A new monument was unveiled Thursday in eastern Canada marking the country's decision to turn away a steamship carrying Jewish refugees fleeing Nazi Germany in 1939.

The luxury liner MS St. Louis was first turned away by Cuba, then the United States and finally Canada before returning to Europe just before the outbreak of war.

Of the 900 German Jews aboard, almost a third died in the Holocaust.

The sculpture by Daniel Libeskind, called the Wheel of Conscience and unveiled in Halifax, Nova Scotia, is the centerpiece of a $476,000 national project aimed at educating Canadians.

"It tells the story of a tragedy, a dark period of Canadian history, where anti-Semitism and anti-immigration policies led to the murder of hundreds of people and the suffering of hundreds of others," said Libeskind.

The large memorial is a steel cylinder tipped on its side, with four spinning gears on its face.
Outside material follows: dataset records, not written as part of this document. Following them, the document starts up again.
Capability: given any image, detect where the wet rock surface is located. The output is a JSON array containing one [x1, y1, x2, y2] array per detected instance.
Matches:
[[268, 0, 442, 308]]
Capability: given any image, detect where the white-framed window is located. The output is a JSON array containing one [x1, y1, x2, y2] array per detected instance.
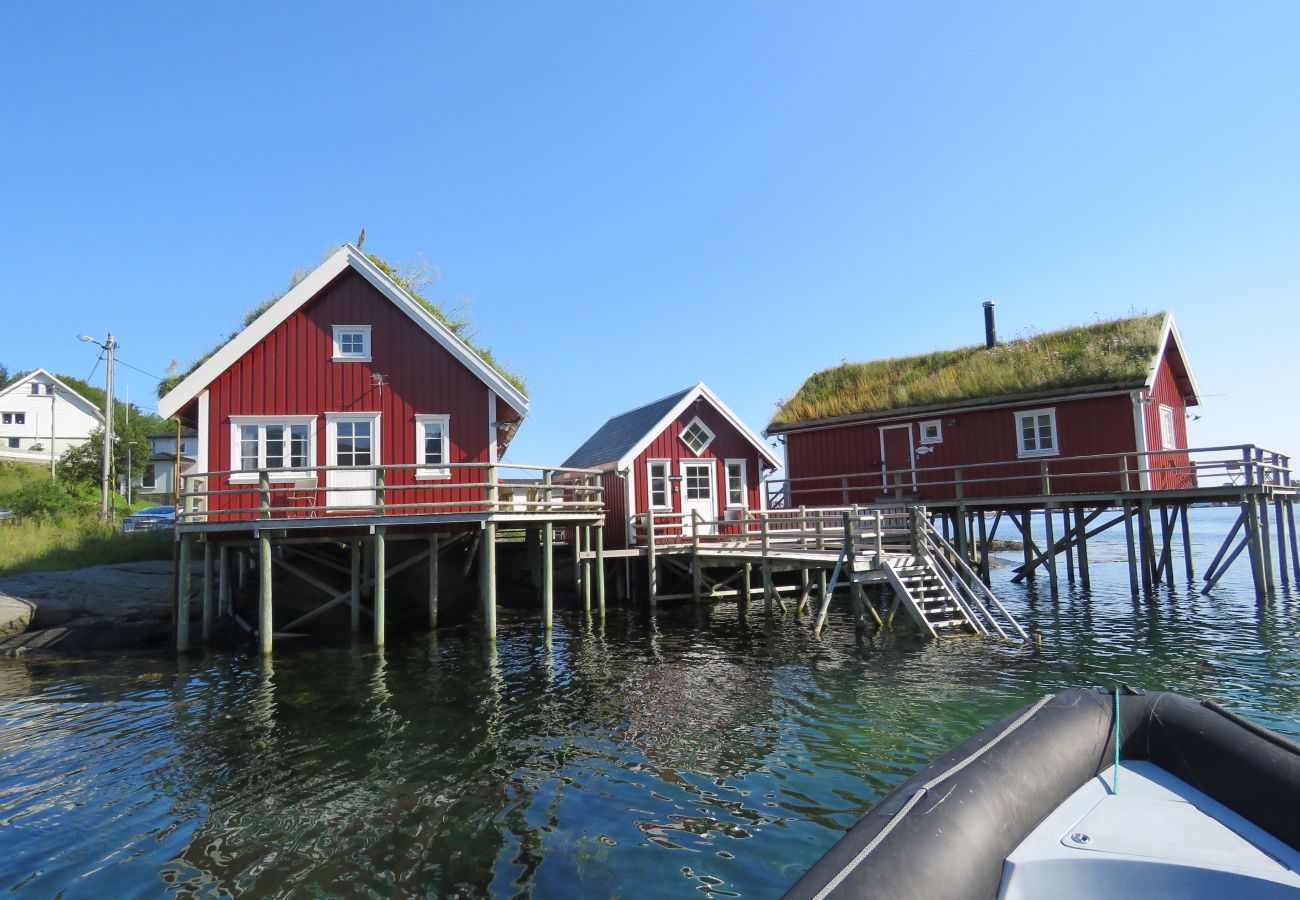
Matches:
[[415, 415, 451, 479], [1160, 403, 1178, 450], [334, 325, 371, 363], [1015, 407, 1061, 457], [680, 416, 714, 457], [727, 459, 749, 510], [646, 459, 672, 510], [230, 416, 316, 484]]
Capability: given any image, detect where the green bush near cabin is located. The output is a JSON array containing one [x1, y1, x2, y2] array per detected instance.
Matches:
[[157, 248, 528, 398], [771, 313, 1165, 425]]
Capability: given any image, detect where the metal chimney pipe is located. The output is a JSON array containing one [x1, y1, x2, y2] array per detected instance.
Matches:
[[984, 300, 997, 349]]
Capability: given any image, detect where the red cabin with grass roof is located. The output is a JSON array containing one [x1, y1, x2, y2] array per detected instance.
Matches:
[[767, 313, 1200, 506], [159, 245, 528, 523]]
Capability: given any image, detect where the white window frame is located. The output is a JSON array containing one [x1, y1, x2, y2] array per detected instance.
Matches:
[[415, 412, 451, 481], [334, 325, 371, 363], [646, 459, 672, 510], [1158, 403, 1178, 450], [1011, 406, 1061, 459], [230, 416, 317, 484], [677, 416, 718, 457], [723, 459, 749, 510], [920, 419, 944, 443]]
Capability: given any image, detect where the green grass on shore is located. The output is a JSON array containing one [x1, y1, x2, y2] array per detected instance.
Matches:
[[0, 518, 173, 577]]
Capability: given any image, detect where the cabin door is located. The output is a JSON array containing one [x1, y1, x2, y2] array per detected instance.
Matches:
[[325, 412, 381, 511], [880, 424, 917, 494], [681, 460, 718, 536]]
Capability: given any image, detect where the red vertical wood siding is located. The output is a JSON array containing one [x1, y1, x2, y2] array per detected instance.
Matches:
[[785, 394, 1138, 506], [1143, 338, 1196, 490], [197, 269, 517, 518]]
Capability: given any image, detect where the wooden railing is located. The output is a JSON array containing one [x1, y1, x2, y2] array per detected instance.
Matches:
[[764, 443, 1295, 509], [177, 463, 605, 525]]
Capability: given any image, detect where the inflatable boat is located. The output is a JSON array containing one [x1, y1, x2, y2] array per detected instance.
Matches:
[[785, 688, 1300, 900]]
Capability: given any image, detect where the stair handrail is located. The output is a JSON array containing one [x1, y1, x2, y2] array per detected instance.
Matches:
[[922, 516, 1030, 641]]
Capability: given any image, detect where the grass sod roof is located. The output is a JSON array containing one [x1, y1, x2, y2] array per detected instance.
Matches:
[[768, 312, 1166, 428], [157, 250, 528, 398]]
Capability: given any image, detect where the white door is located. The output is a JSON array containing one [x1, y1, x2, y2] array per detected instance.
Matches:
[[681, 460, 718, 535], [325, 412, 381, 511]]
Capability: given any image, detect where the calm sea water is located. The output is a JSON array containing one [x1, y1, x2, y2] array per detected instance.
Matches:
[[0, 510, 1300, 897]]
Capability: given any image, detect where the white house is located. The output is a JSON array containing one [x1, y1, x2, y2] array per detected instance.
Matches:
[[0, 369, 104, 463], [139, 428, 199, 502]]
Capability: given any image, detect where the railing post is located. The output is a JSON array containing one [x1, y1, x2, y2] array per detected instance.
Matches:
[[257, 468, 270, 519]]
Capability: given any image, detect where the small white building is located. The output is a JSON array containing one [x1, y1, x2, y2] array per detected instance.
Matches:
[[0, 369, 104, 463], [138, 428, 199, 503]]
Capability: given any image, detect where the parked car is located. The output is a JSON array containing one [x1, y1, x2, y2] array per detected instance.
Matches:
[[122, 506, 176, 533]]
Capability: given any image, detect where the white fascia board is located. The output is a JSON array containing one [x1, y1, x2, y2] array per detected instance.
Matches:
[[615, 381, 781, 468], [159, 243, 528, 419], [0, 369, 104, 425], [1147, 312, 1201, 406]]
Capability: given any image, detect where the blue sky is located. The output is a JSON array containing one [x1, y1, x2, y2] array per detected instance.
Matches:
[[0, 3, 1300, 463]]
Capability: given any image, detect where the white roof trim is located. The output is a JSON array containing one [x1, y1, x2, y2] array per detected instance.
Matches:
[[159, 243, 528, 419], [616, 381, 781, 470], [1147, 312, 1201, 406], [0, 369, 104, 424]]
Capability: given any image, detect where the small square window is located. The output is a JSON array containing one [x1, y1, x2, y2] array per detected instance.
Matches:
[[681, 416, 714, 457], [334, 325, 371, 362]]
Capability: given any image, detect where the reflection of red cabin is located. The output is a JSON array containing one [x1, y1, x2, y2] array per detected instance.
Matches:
[[564, 384, 780, 548], [768, 315, 1200, 506], [159, 245, 528, 522]]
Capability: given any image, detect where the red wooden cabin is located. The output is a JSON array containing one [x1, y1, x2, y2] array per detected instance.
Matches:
[[767, 315, 1200, 506], [159, 245, 528, 522], [564, 384, 780, 548]]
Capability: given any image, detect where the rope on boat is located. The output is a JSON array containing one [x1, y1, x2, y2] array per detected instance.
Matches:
[[813, 693, 1056, 900]]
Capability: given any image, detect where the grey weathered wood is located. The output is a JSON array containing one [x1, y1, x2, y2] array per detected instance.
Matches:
[[373, 525, 389, 646], [176, 535, 194, 653], [348, 541, 361, 635], [429, 532, 441, 628], [257, 535, 276, 657]]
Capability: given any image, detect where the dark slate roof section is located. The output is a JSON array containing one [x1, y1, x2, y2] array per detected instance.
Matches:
[[562, 386, 694, 468]]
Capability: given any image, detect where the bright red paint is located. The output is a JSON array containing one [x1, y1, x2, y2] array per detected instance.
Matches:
[[183, 269, 519, 520]]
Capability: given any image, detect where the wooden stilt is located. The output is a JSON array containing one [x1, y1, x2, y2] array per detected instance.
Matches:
[[1242, 497, 1268, 597], [478, 522, 493, 640], [1123, 503, 1139, 597], [217, 544, 234, 616], [374, 525, 389, 646], [1257, 494, 1275, 593], [348, 541, 361, 635], [429, 532, 439, 628], [1074, 506, 1092, 590], [1043, 503, 1061, 597], [176, 535, 194, 653], [257, 533, 276, 657], [542, 522, 555, 631], [1273, 497, 1291, 587], [593, 523, 605, 615], [199, 541, 217, 644], [1061, 506, 1074, 584]]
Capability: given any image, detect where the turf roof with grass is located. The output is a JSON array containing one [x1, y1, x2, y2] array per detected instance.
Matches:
[[768, 312, 1166, 430]]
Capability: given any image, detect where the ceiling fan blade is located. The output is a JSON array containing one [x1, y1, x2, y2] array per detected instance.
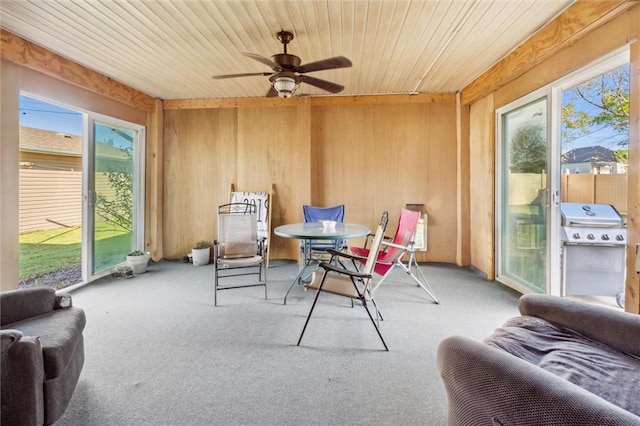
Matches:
[[265, 85, 278, 98], [243, 53, 282, 71], [296, 56, 352, 73], [299, 75, 344, 93], [211, 72, 273, 80]]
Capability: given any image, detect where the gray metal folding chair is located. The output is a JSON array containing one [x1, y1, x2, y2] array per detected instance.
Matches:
[[213, 203, 267, 306]]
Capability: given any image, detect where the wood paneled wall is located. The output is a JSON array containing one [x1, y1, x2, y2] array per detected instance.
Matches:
[[164, 96, 457, 263], [311, 103, 457, 263], [163, 104, 309, 259], [469, 95, 495, 280]]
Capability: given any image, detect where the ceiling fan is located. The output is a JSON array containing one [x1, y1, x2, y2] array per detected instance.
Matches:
[[212, 31, 351, 98]]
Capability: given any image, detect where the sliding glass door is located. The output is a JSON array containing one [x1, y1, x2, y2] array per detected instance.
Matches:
[[84, 116, 144, 281], [496, 96, 549, 293]]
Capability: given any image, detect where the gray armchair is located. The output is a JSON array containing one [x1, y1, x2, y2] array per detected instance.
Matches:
[[0, 288, 86, 426], [438, 294, 640, 426]]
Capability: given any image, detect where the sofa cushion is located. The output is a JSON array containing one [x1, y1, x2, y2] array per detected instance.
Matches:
[[484, 316, 640, 416], [2, 308, 86, 379]]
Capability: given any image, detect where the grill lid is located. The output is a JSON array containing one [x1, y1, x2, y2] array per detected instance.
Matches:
[[560, 203, 624, 228]]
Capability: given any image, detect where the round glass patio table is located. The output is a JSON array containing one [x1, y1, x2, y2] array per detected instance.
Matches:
[[273, 222, 370, 305]]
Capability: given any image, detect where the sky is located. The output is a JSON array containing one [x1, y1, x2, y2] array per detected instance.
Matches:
[[20, 96, 82, 136], [20, 96, 131, 148]]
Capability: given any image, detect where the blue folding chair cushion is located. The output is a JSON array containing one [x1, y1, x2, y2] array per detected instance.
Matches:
[[302, 204, 347, 251]]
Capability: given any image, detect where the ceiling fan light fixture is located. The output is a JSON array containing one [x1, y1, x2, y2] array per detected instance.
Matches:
[[273, 76, 298, 98]]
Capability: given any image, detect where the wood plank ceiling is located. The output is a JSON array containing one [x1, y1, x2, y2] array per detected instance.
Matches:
[[0, 0, 573, 100]]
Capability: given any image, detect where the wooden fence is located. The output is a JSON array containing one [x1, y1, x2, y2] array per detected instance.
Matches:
[[509, 173, 628, 215]]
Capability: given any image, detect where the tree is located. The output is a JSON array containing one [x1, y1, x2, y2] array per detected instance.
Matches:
[[562, 65, 629, 147], [96, 148, 133, 232], [510, 123, 547, 173]]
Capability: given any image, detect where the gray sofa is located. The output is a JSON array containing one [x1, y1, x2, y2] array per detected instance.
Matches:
[[0, 288, 86, 426], [437, 294, 640, 426]]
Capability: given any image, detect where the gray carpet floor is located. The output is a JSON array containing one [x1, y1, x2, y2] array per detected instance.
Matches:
[[57, 261, 519, 425]]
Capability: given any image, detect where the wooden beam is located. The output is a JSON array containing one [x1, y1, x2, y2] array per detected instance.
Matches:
[[0, 29, 155, 112], [164, 93, 456, 109], [625, 41, 640, 314], [462, 0, 637, 105]]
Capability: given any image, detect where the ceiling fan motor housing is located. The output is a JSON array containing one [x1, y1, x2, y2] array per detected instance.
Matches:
[[271, 53, 301, 70]]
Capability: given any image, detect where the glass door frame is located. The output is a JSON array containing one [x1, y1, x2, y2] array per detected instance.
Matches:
[[495, 86, 560, 294], [82, 112, 146, 283], [495, 45, 629, 296]]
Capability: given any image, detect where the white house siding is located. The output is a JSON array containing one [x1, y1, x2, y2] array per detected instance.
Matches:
[[19, 169, 82, 233]]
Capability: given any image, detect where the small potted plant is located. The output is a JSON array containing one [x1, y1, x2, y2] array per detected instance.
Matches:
[[191, 240, 211, 266], [127, 250, 151, 274]]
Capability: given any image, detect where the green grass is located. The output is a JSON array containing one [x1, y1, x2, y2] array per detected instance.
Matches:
[[19, 223, 131, 280]]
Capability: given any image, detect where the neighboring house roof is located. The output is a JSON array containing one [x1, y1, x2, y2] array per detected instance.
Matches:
[[562, 145, 618, 164], [20, 126, 126, 158], [20, 126, 82, 156]]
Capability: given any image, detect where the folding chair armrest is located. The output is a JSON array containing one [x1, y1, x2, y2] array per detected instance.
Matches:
[[320, 262, 372, 278], [327, 249, 367, 261], [380, 241, 409, 251]]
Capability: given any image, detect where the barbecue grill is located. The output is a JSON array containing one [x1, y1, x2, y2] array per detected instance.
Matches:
[[560, 203, 627, 306]]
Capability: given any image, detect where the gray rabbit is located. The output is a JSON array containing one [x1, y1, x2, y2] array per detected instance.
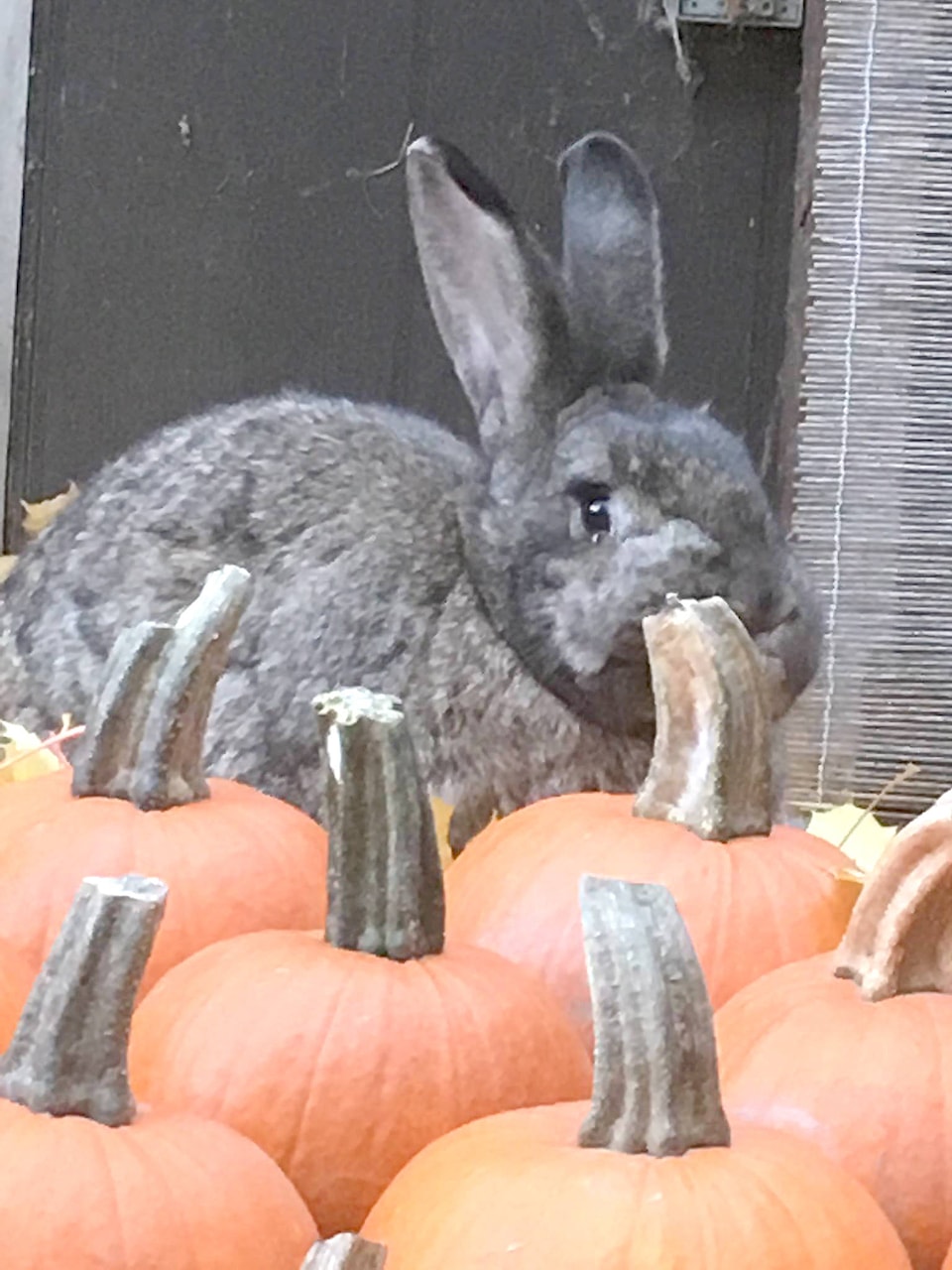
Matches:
[[0, 132, 820, 845]]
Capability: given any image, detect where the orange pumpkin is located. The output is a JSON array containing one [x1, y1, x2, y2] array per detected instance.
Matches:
[[0, 940, 33, 1054], [0, 877, 314, 1270], [362, 877, 908, 1270], [130, 689, 591, 1234], [0, 568, 326, 988], [716, 794, 952, 1270], [447, 599, 858, 1044]]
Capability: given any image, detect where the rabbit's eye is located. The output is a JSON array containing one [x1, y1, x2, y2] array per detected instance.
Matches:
[[581, 494, 612, 540]]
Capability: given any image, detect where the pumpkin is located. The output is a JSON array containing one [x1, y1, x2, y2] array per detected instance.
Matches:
[[447, 598, 858, 1044], [0, 940, 33, 1054], [0, 876, 316, 1270], [130, 689, 591, 1234], [300, 1234, 387, 1270], [717, 793, 952, 1270], [0, 568, 326, 988], [361, 877, 908, 1270]]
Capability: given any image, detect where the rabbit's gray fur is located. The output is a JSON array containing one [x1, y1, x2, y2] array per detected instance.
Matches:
[[0, 133, 819, 840]]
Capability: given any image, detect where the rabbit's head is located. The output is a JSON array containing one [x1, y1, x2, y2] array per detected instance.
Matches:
[[408, 132, 820, 733]]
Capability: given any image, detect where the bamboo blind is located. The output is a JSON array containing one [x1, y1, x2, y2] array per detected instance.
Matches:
[[789, 0, 952, 814]]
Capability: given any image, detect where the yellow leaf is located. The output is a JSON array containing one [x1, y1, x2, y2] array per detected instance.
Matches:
[[430, 797, 453, 869], [807, 803, 896, 877], [20, 481, 78, 539], [0, 718, 62, 785]]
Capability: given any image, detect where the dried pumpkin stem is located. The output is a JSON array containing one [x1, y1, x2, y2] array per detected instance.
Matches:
[[300, 1234, 387, 1270], [635, 597, 774, 840], [0, 874, 168, 1125], [72, 566, 251, 811], [835, 791, 952, 1001], [579, 876, 730, 1156], [314, 689, 445, 961]]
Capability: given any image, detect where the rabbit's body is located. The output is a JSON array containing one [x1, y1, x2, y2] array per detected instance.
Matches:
[[0, 135, 819, 843], [0, 394, 650, 812]]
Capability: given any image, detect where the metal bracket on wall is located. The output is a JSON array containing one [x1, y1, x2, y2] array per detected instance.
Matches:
[[678, 0, 803, 28]]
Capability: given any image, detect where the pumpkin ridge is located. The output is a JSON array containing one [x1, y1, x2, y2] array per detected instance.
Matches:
[[286, 964, 355, 1176]]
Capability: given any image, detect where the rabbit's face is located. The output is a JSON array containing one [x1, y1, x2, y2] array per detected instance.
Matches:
[[482, 389, 812, 731], [408, 132, 820, 734]]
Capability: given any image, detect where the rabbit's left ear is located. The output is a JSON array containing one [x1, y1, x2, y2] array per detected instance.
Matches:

The words hatred, racism, xenophobia and anti-Semitism appear on each gear. A map showing the voyage of the ship is etched on the edge of the cylinder.

The Halifax sculpture was commissioned by the Canadian Jewish Congress.

"We are here to speak for those whose voices were lost, and for those thousands of survivors who came to Canada after the war ... who wore their agony as undergarments beneath their everyday attire and helped to build this country," said Bernie Farber, head of the Canadian Jewish Congress.

Both Libeskind and Farber are children of Holocaust survivors.